上节提到的图像嵌入只是输入嵌入的一部分,该部分我们还要实现位置编码、标识符以及适应不同尺寸的图像。

位置编码这部分原作者写的很清楚、不管是一维位置编码还是二维位置编码对最后的结果影响不大,因此只需要使用一维可学习参数即可,此外,原作者在图像分类任务中借鉴BERT的思想,加入cls_token(加在图像嵌入的前面,使得张量形状为[batch_size,196+1,768])来获取整个图像的信息以便于最后进行分类输出,为什么它可以表示整个图像的信息呢,答案是全局注意力机制。

此外,如果要预测尺寸不是224x224的图像,那么原本训练好的224x224的位置编码就不适用了,就需要对原本的位置编码进行插值处理,需要先将位置编码中属于图像位置编码的部分取出(因为位置编码还包括了cls_token的编码),之后将[batch_size,196,768]恢复成[batch_size,768,14,14],之后采用双三次插值(bicubic interpolation)对位置编码进行插值,以匹配新的高度和宽度。最后调整形状为[batch_size,196,768],与cls_token的编码拼接返回。
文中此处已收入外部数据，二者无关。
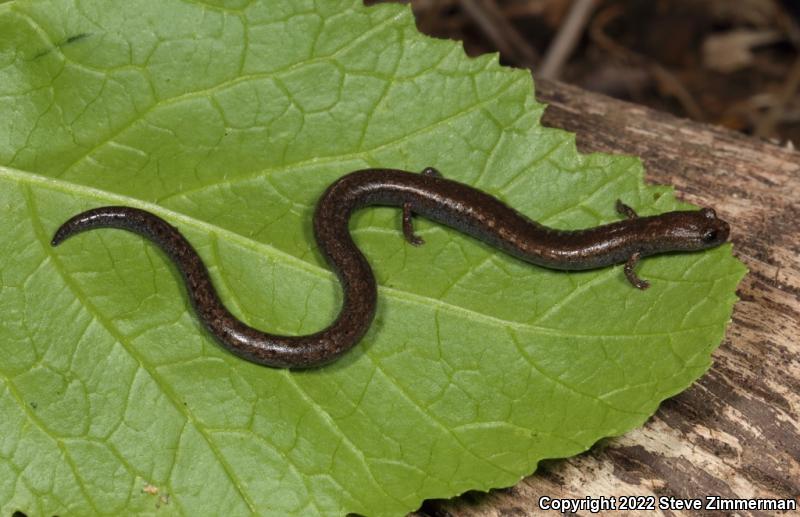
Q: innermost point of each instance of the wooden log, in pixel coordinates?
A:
(736, 432)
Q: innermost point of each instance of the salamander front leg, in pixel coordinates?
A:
(630, 272)
(408, 227)
(408, 224)
(625, 210)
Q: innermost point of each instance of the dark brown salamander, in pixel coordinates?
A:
(448, 202)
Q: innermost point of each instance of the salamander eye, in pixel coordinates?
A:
(709, 213)
(710, 236)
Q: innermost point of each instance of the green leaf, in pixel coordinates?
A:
(229, 118)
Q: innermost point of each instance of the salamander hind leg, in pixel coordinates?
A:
(625, 210)
(630, 272)
(408, 224)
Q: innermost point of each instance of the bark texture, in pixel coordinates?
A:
(736, 431)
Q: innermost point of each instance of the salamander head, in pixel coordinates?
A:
(689, 231)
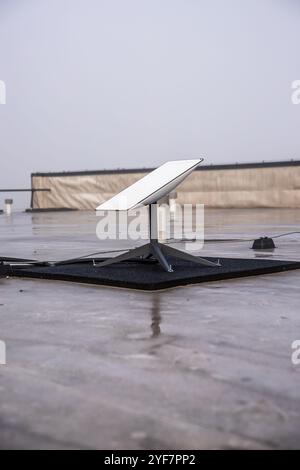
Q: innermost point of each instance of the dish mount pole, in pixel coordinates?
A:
(156, 250)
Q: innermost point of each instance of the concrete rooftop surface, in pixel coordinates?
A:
(206, 366)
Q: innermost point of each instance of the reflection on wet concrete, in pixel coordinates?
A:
(155, 316)
(96, 367)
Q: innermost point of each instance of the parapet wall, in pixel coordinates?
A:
(275, 184)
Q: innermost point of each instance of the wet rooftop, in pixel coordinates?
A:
(205, 366)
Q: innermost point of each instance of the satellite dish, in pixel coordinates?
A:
(152, 187)
(147, 192)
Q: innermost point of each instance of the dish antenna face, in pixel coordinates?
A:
(146, 192)
(152, 187)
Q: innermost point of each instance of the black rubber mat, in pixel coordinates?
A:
(150, 276)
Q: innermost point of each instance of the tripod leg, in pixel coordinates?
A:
(137, 252)
(187, 256)
(157, 253)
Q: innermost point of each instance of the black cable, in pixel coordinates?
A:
(29, 262)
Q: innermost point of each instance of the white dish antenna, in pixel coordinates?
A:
(146, 192)
(152, 187)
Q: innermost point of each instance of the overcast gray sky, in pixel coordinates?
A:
(95, 84)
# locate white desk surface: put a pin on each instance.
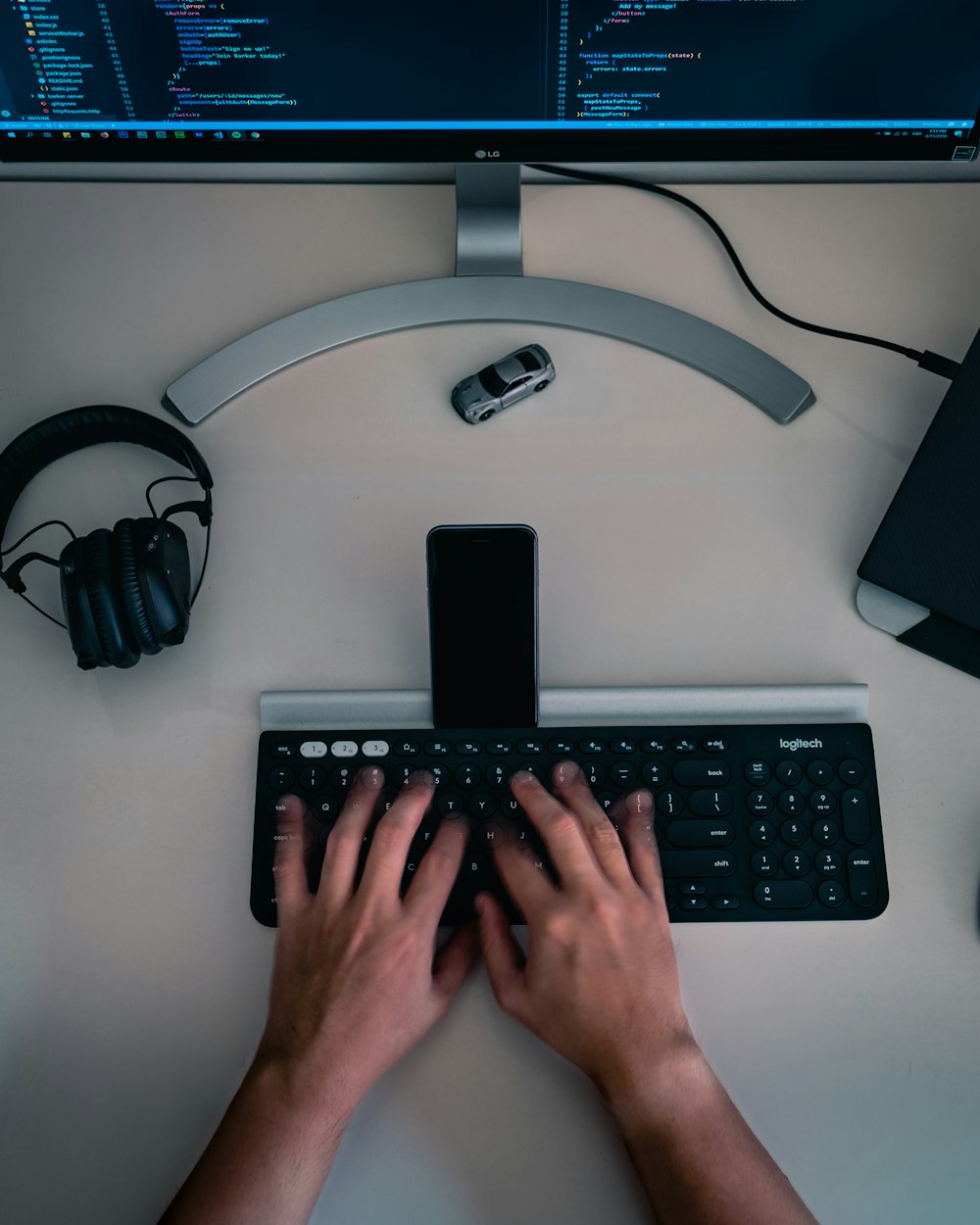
(685, 538)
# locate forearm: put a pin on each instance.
(270, 1156)
(699, 1160)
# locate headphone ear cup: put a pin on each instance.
(163, 568)
(98, 633)
(130, 589)
(84, 641)
(118, 642)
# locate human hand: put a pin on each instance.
(599, 983)
(356, 981)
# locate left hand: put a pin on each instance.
(357, 980)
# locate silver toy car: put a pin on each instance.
(503, 383)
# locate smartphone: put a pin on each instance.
(483, 625)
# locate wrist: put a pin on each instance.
(318, 1099)
(648, 1091)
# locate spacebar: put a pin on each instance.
(697, 862)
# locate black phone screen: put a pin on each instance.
(483, 625)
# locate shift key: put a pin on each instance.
(691, 863)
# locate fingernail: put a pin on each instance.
(567, 772)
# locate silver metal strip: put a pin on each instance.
(745, 368)
(312, 710)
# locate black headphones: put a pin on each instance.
(126, 592)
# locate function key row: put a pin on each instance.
(528, 746)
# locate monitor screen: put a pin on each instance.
(519, 79)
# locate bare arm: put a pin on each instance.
(601, 986)
(354, 986)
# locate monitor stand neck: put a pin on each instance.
(489, 287)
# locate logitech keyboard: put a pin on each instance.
(754, 823)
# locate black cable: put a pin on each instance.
(927, 361)
(160, 480)
(45, 524)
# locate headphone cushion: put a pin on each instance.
(116, 638)
(130, 591)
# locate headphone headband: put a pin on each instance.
(65, 432)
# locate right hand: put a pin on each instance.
(599, 983)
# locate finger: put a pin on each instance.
(289, 867)
(606, 844)
(436, 873)
(454, 963)
(501, 952)
(347, 838)
(524, 878)
(562, 831)
(641, 843)
(392, 838)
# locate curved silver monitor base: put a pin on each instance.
(489, 287)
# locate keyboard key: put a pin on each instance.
(792, 804)
(701, 773)
(655, 773)
(783, 895)
(710, 804)
(764, 863)
(856, 814)
(789, 773)
(762, 833)
(819, 772)
(851, 772)
(861, 883)
(700, 833)
(697, 862)
(831, 893)
(828, 862)
(797, 862)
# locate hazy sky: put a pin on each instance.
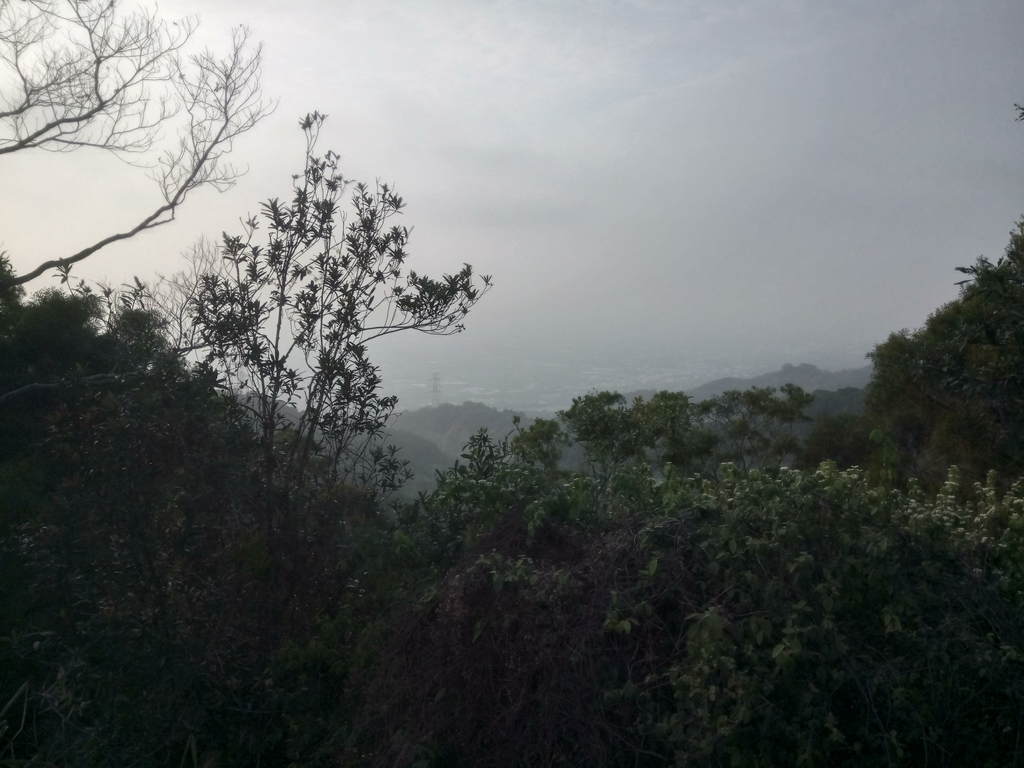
(660, 189)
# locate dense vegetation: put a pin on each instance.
(205, 562)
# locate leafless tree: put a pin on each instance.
(86, 74)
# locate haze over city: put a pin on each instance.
(663, 192)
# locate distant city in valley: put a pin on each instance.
(546, 382)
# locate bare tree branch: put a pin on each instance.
(87, 75)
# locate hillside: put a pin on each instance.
(805, 376)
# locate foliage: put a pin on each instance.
(773, 617)
(952, 392)
(288, 324)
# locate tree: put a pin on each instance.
(288, 324)
(755, 428)
(952, 391)
(86, 74)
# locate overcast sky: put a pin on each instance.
(658, 188)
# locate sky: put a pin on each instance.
(663, 192)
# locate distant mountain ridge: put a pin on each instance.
(805, 376)
(432, 437)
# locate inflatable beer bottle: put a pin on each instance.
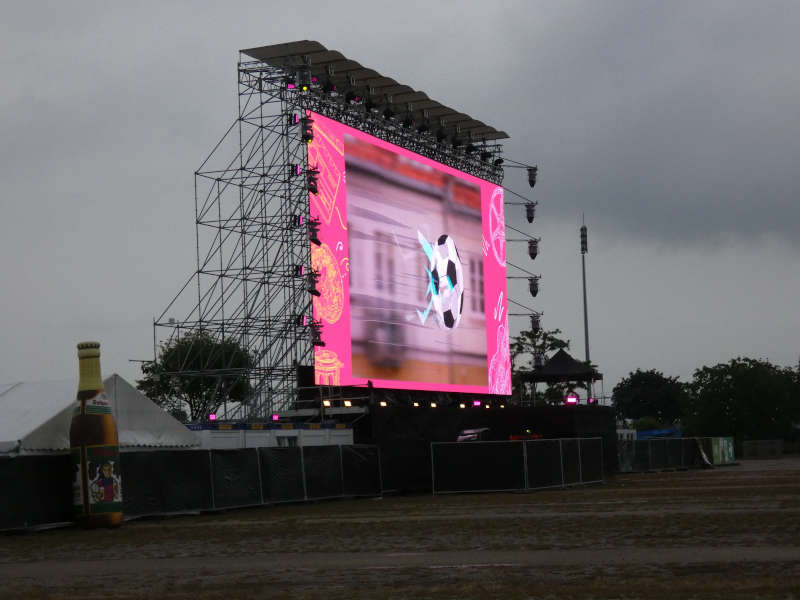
(96, 485)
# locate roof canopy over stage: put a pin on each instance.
(331, 66)
(562, 368)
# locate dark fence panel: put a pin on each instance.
(361, 471)
(658, 454)
(142, 483)
(235, 476)
(165, 481)
(591, 459)
(674, 453)
(544, 463)
(35, 490)
(282, 474)
(570, 459)
(481, 466)
(762, 448)
(641, 455)
(323, 470)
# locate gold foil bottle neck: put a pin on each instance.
(89, 367)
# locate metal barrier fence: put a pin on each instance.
(762, 448)
(666, 453)
(36, 490)
(515, 465)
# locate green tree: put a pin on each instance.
(649, 394)
(746, 398)
(197, 372)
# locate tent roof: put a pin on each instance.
(37, 416)
(346, 73)
(562, 367)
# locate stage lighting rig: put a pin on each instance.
(313, 231)
(532, 173)
(533, 248)
(530, 211)
(307, 132)
(315, 329)
(311, 180)
(533, 285)
(312, 277)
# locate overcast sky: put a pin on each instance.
(673, 126)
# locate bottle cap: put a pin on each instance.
(88, 349)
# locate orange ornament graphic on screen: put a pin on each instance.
(329, 305)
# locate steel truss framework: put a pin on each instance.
(253, 252)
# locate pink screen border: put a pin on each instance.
(333, 362)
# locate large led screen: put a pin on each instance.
(412, 274)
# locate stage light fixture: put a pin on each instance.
(311, 180)
(530, 211)
(307, 134)
(329, 88)
(312, 278)
(313, 231)
(533, 286)
(532, 172)
(533, 249)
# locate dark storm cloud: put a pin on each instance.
(667, 121)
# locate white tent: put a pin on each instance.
(36, 417)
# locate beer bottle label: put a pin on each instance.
(77, 481)
(98, 405)
(105, 479)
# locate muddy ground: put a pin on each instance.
(725, 533)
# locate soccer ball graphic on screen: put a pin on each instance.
(446, 281)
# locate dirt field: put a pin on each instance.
(726, 533)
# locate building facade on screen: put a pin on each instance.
(412, 269)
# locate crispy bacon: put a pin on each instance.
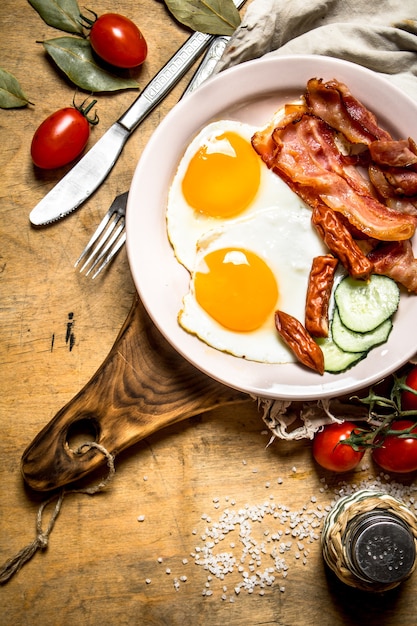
(303, 346)
(307, 157)
(319, 290)
(394, 153)
(333, 103)
(396, 260)
(340, 242)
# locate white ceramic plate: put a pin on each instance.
(251, 92)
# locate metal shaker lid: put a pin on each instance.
(380, 547)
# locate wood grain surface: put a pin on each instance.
(129, 555)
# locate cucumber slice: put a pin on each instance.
(335, 359)
(351, 341)
(365, 305)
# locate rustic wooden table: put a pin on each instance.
(132, 554)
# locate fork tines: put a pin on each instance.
(107, 240)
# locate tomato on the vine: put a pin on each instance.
(118, 41)
(398, 454)
(331, 453)
(408, 399)
(62, 136)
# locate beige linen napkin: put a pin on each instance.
(381, 36)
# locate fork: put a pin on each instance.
(107, 240)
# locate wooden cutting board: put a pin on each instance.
(142, 386)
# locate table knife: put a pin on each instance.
(88, 174)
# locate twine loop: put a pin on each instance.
(13, 565)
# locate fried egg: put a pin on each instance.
(243, 271)
(220, 178)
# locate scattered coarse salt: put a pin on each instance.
(265, 540)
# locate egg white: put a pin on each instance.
(284, 238)
(185, 226)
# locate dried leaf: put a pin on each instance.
(215, 17)
(75, 58)
(11, 94)
(61, 14)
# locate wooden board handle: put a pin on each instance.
(142, 386)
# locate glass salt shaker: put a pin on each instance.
(369, 540)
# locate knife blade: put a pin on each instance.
(207, 65)
(92, 169)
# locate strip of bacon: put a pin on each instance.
(396, 260)
(340, 242)
(303, 346)
(394, 153)
(333, 103)
(320, 283)
(306, 156)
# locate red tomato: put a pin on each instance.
(408, 399)
(118, 41)
(333, 455)
(397, 454)
(60, 138)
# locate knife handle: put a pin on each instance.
(165, 80)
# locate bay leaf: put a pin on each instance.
(61, 14)
(75, 58)
(11, 94)
(215, 17)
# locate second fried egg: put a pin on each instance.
(244, 270)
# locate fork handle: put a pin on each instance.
(142, 386)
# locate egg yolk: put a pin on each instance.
(223, 176)
(236, 288)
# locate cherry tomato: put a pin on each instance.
(118, 41)
(408, 399)
(62, 137)
(397, 454)
(333, 455)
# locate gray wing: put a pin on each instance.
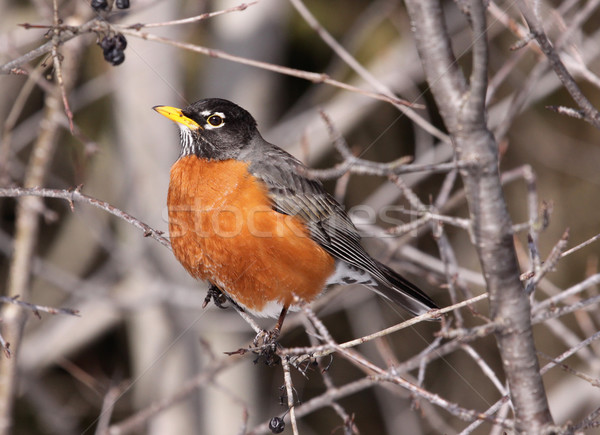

具体实现为:

class vitEmbeddings(nn.Module):
    def __init__(self, hidden_size=768, hidden_dropout_prob=0., patch_size=16, image_size=224, num_channels=3,
                 use_mask_token: bool = False) -> None:
        super().__init__()

        self.cls_token = nn.Parameter(torch.randn(1, 1, hidden_size))
        self.mask_token = nn.Parameter(torch.zeros(1, 1, hidden_size)) if use_mask_token else None
        self.patch_embeddings = vitPatchEmbeddings(hidden_size, num_channels, patch_size, image_size)
        num_patches = self.patch_embeddings.num_patches
        self.position_embeddings = nn.Parameter(torch.randn(1, num_patches + 1, hidden_size))
        self.dropout = nn.Dropout(hidden_dropout_prob)
        self.patch_size = patch_size

    def interpolate_pos_encoding(self, embeddings: torch.Tensor, height: int, width: int) -> torch.Tensor:

        num_patches = embeddings.shape[1] - 1
        num_positions = self.position_embeddings.shape[1] - 1

        # always interpolate when tracing to ensure the exported model works for dynamic input shapes
        if not torch.jit.is_tracing() and num_patches == num_positions and height == width:
            return self.position_embeddings

        class_pos_embed = self.position_embeddings[:, :1]
        patch_pos_embed = self.position_embeddings[:, 1:]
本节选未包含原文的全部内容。